MANUEL VICENT
Más allá de la crueldad, la
corrida de toros como diversión es ante todo un espectáculo rancio y
anacrónico, que ya no está a la altura de los tiempos, según el concepto
utilizado por Ortega para expresar unas ideas, creencias y hábitos, que no se
corresponden con el espíritu moderno. La fiesta taurina es el residuo de un
costumbrismo chungo, que ha pervivido hasta hoy arrastrando desde el fondo del
siglo XIX toda la caspa española consolidada.
En este sentido, la Feria
de San Isidro solo es compatible con los escaparates galdosianos del viejo
Madrid donde aún se exponen bragueros y suspensorios de estameña, lavativas y
aparatos ortopédicos que ya nadie usa.
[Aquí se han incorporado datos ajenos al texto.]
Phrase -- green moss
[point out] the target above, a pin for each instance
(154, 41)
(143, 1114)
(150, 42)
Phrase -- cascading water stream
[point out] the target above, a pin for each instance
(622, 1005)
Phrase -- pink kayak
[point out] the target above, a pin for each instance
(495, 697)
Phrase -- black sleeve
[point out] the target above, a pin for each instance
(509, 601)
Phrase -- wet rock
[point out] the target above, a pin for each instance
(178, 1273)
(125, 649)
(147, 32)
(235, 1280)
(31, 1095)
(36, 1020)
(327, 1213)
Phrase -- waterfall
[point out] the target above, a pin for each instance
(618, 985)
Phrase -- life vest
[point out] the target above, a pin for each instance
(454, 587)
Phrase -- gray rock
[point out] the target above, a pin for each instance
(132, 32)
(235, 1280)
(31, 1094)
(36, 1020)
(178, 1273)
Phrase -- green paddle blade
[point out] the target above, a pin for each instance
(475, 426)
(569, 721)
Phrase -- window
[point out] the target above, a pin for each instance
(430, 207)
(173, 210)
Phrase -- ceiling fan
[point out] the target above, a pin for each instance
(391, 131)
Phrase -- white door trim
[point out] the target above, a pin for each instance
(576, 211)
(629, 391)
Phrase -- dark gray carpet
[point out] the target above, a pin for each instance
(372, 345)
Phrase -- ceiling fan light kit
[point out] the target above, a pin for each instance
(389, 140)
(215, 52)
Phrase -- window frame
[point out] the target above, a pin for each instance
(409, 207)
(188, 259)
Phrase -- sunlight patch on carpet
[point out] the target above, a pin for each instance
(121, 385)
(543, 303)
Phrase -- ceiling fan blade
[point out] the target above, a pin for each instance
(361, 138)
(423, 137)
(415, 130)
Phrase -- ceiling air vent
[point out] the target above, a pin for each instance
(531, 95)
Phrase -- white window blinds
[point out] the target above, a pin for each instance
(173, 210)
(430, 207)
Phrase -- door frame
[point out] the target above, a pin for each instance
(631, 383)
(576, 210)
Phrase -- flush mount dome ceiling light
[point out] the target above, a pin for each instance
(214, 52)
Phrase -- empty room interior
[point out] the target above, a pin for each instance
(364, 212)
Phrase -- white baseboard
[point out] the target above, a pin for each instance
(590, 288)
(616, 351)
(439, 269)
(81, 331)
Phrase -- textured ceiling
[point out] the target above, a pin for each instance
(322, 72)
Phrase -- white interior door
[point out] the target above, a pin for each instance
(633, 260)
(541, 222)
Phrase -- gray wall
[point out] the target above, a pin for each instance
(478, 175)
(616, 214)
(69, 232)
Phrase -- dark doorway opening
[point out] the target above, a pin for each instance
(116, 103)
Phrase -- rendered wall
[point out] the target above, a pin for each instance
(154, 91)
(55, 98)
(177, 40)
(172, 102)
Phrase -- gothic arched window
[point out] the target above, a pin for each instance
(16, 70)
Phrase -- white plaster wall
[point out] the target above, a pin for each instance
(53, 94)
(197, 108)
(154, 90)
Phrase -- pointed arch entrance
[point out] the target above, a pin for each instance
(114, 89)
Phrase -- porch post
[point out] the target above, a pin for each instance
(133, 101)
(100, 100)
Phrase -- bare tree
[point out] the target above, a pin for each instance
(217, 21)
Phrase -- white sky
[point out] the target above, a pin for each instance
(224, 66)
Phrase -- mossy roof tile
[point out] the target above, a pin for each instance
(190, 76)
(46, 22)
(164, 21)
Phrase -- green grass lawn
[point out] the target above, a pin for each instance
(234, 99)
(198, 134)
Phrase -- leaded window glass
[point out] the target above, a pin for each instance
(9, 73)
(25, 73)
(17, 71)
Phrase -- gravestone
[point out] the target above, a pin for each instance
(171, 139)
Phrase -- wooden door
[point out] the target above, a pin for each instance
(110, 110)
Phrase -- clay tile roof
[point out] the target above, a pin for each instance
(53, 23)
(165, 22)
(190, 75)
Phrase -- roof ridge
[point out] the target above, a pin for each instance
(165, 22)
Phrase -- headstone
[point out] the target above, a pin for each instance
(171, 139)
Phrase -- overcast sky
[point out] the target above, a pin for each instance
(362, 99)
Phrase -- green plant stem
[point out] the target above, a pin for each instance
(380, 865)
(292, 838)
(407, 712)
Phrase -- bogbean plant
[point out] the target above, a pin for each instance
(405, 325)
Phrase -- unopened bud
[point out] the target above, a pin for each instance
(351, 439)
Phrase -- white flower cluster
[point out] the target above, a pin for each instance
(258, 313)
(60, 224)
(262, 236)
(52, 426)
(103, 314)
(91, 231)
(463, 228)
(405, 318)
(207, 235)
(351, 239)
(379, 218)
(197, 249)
Pese a que ahora para parecer modernos
en los carteles de la feria se exhiben toreros con el torso desnudo lleno de
tatuajes como esos metrosexuales, que anuncian perfumes o calzoncillos en las
vallas, lo cierto es que este sangriento jolgorio llamado fiesta nacional tiene
un sabor a caldo revenido cuya estética es consustancial al tiempo de las
cataplasmas, del permanganato, de los calzones largos de felpa, del orinal bajo
la cama o de aquel colchón de borra que los aficionados menesterosos llevaban a
la casa de empeños para ver Lagartijo. Esta costumbre de acuchillar toros en
público con mayor o menor destreza está en plena decadencia, pero aún recibe el
aliento de la derecha castiza que la ha declarado bien de interés cultural como
una prueba más de la putrefacción política en que vivimos. El hecho de que unos
ministros del Partido Popular canten con fervor Soy el novio de la muerte al
paso de la procesión de un Cristo muerto llevado por brazos legionarios no es
muy distinto a que, después de una sarta de puyazos, estocadas y descabellos,
se aplauda con entusiasmo desde una barrera de Las Ventas a un toro
ensangrentado, que se llevan al desolladero las mulillas.